Given a model like so:

MODEL (
    name test.test_model,
    kind FULL
);

select
    max(meta.day) as day,
    meta.type as type
from test.metadata
group by 1, 2

And a test like so:

test_correct_grouping:
  model: test.test_model
  inputs:
    test.metadata:
      columns:
        meta: ROW(day date, type varchar)
      rows:
        - meta:
            day: 2024-03-30
            type: foo
        - meta:
            day: 2024-03-31
            type: bar
        - meta:
            day: 2024-04-01
            type: baz
  outputs:
    query:
      rows:
        - day: 2024-04-01
          type: baz

When running (against a default_test_connection pointed at Trino), it fails:

$ sqlmesh --debug test tests/test_model.yaml 
E
======================================================================
ERROR: test_sqlmesh (tests/test_model.yaml)
----------------------------------------------------------------------
trino.exceptions.TrinoUserError: TrinoUserError(type=USER_ERROR, name=MISMATCHED_COLUMN_ALIASES, message="line 1:147: Column alias list has 1 entries but 't' has 2 columns available", query_id=20240430_192625_00091_yysrm)

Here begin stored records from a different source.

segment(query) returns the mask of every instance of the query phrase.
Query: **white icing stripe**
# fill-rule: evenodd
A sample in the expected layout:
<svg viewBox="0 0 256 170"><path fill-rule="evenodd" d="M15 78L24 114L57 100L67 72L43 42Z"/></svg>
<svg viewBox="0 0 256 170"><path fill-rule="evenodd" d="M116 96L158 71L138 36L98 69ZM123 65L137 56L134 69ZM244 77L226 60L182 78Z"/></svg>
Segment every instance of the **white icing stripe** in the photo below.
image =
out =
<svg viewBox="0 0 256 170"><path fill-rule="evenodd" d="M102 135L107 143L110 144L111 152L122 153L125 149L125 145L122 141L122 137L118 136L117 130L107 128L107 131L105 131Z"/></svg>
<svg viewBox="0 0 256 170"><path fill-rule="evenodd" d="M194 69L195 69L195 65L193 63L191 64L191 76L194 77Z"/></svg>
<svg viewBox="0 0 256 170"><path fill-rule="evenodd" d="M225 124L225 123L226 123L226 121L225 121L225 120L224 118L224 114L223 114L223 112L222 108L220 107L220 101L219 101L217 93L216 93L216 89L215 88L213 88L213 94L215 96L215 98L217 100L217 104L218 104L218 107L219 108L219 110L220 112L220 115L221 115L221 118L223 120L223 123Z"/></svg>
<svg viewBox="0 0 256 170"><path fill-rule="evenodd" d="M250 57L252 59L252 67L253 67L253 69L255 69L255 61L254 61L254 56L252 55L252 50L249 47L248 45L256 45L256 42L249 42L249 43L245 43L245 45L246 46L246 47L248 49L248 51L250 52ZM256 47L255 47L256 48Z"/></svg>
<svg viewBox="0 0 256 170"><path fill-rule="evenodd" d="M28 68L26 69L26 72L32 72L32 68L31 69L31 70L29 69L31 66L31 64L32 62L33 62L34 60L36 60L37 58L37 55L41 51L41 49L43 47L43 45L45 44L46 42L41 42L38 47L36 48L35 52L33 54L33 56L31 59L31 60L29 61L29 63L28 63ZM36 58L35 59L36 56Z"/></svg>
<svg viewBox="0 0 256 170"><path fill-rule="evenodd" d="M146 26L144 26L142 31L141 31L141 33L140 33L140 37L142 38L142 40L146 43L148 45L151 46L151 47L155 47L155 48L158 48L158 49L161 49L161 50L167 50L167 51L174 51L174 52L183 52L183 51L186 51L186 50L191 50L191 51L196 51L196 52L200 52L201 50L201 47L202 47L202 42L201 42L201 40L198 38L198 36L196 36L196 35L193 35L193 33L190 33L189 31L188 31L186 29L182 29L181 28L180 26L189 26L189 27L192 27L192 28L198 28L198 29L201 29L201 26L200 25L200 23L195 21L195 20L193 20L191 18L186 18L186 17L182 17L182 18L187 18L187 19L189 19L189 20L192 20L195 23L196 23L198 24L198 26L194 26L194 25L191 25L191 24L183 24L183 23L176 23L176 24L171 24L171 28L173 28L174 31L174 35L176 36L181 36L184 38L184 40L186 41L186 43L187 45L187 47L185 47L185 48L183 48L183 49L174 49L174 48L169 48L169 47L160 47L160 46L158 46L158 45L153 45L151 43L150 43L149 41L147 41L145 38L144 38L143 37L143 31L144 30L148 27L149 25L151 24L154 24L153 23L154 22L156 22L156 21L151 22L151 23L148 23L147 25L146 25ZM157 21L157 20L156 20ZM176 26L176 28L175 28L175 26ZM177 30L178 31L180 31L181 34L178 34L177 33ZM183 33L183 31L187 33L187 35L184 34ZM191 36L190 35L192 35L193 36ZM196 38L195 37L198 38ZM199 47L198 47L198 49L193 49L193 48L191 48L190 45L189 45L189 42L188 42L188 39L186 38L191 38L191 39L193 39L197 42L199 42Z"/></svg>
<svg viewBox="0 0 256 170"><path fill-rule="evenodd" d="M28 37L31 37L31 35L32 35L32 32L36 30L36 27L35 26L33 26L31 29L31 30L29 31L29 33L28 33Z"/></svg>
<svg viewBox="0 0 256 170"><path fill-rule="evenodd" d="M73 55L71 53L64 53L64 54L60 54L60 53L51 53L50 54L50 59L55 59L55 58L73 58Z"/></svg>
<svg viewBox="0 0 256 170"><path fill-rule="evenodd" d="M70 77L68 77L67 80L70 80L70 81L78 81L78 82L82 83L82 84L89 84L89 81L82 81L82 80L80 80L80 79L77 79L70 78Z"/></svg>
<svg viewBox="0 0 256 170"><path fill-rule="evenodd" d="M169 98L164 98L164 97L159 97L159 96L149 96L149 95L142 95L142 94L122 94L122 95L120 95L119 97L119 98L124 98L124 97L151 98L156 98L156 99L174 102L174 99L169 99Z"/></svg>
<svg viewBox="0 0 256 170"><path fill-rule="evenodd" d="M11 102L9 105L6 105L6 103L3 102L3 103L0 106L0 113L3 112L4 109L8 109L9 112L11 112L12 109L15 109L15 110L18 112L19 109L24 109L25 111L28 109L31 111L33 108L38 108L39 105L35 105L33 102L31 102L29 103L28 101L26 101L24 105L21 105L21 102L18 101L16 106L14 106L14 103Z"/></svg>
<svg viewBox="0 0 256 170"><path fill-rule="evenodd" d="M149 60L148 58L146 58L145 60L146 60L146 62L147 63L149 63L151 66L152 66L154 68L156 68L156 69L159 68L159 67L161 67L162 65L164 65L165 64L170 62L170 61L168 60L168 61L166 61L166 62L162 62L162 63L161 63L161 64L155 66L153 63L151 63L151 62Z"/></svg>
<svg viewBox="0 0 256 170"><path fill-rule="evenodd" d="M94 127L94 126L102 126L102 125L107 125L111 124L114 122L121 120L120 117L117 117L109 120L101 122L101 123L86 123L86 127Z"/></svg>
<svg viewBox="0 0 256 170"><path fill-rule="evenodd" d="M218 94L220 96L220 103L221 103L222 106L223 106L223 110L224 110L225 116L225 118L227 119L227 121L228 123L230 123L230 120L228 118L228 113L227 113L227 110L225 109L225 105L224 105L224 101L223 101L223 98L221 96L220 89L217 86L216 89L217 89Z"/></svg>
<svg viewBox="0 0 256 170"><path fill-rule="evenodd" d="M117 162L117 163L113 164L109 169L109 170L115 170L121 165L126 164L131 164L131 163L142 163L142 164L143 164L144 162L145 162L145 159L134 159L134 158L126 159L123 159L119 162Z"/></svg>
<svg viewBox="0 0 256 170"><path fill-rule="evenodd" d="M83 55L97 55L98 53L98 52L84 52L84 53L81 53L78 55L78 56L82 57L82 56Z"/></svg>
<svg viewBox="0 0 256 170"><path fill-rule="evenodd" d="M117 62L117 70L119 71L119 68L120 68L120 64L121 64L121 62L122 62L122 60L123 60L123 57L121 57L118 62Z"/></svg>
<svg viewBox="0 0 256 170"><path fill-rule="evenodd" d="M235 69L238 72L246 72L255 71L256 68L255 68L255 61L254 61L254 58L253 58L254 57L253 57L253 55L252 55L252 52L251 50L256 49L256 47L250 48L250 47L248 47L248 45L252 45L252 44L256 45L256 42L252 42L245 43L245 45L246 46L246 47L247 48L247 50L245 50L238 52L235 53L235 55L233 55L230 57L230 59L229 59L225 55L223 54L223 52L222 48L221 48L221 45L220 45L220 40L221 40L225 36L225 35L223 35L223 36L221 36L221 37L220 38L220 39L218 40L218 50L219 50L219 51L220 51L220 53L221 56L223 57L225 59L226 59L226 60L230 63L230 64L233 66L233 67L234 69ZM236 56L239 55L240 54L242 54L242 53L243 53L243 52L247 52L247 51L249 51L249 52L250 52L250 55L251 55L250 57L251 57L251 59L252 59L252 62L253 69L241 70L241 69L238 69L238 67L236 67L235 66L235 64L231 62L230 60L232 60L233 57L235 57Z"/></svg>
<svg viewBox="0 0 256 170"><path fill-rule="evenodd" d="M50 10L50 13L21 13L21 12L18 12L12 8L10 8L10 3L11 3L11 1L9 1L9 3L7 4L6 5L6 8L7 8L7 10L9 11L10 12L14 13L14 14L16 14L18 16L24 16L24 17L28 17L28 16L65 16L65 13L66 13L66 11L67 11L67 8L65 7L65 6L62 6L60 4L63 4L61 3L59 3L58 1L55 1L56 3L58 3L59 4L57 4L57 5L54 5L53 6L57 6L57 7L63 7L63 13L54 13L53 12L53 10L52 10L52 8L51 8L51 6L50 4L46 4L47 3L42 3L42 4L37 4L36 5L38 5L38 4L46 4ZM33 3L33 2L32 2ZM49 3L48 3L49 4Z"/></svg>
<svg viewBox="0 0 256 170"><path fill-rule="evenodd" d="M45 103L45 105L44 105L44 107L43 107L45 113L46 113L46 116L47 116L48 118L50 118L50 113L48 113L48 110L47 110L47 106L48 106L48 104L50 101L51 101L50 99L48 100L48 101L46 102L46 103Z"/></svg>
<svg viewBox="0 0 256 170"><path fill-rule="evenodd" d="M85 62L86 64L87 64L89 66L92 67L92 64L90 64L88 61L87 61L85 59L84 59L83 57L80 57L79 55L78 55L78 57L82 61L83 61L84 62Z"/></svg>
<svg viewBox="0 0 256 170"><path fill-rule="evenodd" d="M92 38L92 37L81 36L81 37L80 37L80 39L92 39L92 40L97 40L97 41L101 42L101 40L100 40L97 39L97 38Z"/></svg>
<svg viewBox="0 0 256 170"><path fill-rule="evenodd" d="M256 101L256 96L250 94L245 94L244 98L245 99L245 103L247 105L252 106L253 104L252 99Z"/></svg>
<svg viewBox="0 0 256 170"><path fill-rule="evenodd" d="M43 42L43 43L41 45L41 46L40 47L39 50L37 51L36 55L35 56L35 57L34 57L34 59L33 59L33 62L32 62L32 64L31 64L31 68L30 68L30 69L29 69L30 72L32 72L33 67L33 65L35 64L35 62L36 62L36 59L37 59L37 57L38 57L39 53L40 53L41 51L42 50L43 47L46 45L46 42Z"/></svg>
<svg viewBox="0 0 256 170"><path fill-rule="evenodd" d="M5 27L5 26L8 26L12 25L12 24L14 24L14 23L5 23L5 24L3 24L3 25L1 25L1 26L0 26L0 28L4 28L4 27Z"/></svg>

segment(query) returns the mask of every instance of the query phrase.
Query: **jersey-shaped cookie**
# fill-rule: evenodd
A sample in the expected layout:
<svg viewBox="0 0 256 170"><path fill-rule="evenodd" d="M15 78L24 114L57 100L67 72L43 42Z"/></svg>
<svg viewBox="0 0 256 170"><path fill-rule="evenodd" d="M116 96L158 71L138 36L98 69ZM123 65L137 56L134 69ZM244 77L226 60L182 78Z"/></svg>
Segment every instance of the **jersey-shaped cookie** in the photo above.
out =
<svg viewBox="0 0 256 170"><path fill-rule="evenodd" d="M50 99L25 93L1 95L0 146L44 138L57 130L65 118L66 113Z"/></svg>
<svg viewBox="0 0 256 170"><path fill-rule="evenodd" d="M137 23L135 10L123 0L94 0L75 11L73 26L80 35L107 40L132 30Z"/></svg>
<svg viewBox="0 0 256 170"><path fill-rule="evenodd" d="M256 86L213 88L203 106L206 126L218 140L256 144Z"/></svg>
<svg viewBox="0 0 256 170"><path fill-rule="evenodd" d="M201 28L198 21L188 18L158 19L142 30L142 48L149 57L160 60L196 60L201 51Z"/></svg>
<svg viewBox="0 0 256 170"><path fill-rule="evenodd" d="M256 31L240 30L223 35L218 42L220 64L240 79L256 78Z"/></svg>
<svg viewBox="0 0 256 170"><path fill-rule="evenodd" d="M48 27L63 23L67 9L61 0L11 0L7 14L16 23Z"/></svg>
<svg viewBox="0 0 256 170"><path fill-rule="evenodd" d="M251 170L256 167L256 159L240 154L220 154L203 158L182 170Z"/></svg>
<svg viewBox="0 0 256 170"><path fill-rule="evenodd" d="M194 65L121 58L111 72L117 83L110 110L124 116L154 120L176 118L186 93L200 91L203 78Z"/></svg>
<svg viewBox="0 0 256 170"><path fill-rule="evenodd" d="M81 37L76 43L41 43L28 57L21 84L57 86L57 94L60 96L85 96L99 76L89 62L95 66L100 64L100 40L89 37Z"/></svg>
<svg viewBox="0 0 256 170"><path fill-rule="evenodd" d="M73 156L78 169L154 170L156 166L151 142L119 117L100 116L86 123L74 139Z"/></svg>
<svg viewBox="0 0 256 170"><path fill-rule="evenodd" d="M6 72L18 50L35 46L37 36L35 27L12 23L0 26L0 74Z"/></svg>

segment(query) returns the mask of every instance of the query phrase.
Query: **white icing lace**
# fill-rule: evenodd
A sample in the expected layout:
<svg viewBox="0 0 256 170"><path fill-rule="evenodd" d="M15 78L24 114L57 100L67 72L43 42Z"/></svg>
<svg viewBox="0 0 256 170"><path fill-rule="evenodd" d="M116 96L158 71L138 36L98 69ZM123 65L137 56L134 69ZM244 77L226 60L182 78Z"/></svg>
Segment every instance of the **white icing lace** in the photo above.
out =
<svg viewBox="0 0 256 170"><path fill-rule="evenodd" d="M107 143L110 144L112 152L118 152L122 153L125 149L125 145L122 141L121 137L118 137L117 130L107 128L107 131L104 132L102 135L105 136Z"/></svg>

The reason for this failure is the SQL that SQLMesh generates to create the test fixture. From the logs, it tries to execute:

CREATE OR REPLACE VIEW datalake.sqlmesh_test_g087nhkb."datalake__test__metadata" AS
SELECT CAST(meta AS ROW(day DATE, type VARCHAR)) AS meta
FROM (
  VALUES
    (CAST(ROW(CAST('2024-03-30' AS DATE), 'foo') AS ROW(day DATE, type VARCHAR))),
    (CAST(ROW(CAST('2024-03-31' AS DATE), 'bar') AS ROW(day DATE, type VARCHAR))),
    (CAST(ROW(CAST('2024-04-01' AS DATE), 'baz') AS ROW(day DATE, type VARCHAR)))
) AS t(meta)

The problem is that when CAST(ROW(CAST('2024-03-30' AS DATE), 'foo') AS ROW(day DATE, type VARCHAR)) is put inside VALUES(), Trino unpacks the ROW into two columns. This can be shown like so:

Running SELECT CAST(ROW(CAST('2024-03-30' AS DATE), 'foo') AS ROW(day DATE, type VARCHAR)) correctly produces a ROW:

_col0
{day=2024-04-30, type=foo}

However, wrapping it in VALUES by running SELECT * FROM ( VALUES ( CAST(ROW(CAST('2024-03-30' AS DATE), 'foo') AS ROW(day DATE, type VARCHAR)) ) ) "helpfully" unpacks the ROW into multiple columns:

_col0 _col1
2024-04-30 foo

This is what causes the error: Column alias list has 1 entries but 't' has 2 columns available

The correct syntax re-assembles the ROW type from the top-level columns something like:

SELECT CAST((t.col1, t.col2) AS ROW(day DATE, type VARCHAR)) AS meta
FROM (
  VALUES
    (CAST(ROW(CAST('2024-03-30' AS DATE), 'foo') AS ROW(day DATE, type VARCHAR))),
    (CAST(ROW(CAST('2024-03-31' AS DATE), 'bar') AS ROW(day DATE, type VARCHAR))),
    (CAST(ROW(CAST('2024-04-01' AS DATE), 'baz') AS ROW(day DATE, type VARCHAR)))
) AS t(col1, col2)

Alternatively - instead of SQLMesh trying to generate a query from the yaml to produce a test fixture, maybe we could add a feature that allows the user to supply their own SELECT query to produce the data?

commented

Interesting! Yeah this looks like another SQLMesh edge case. Thanks for reporting Erin, I'll take a look soon.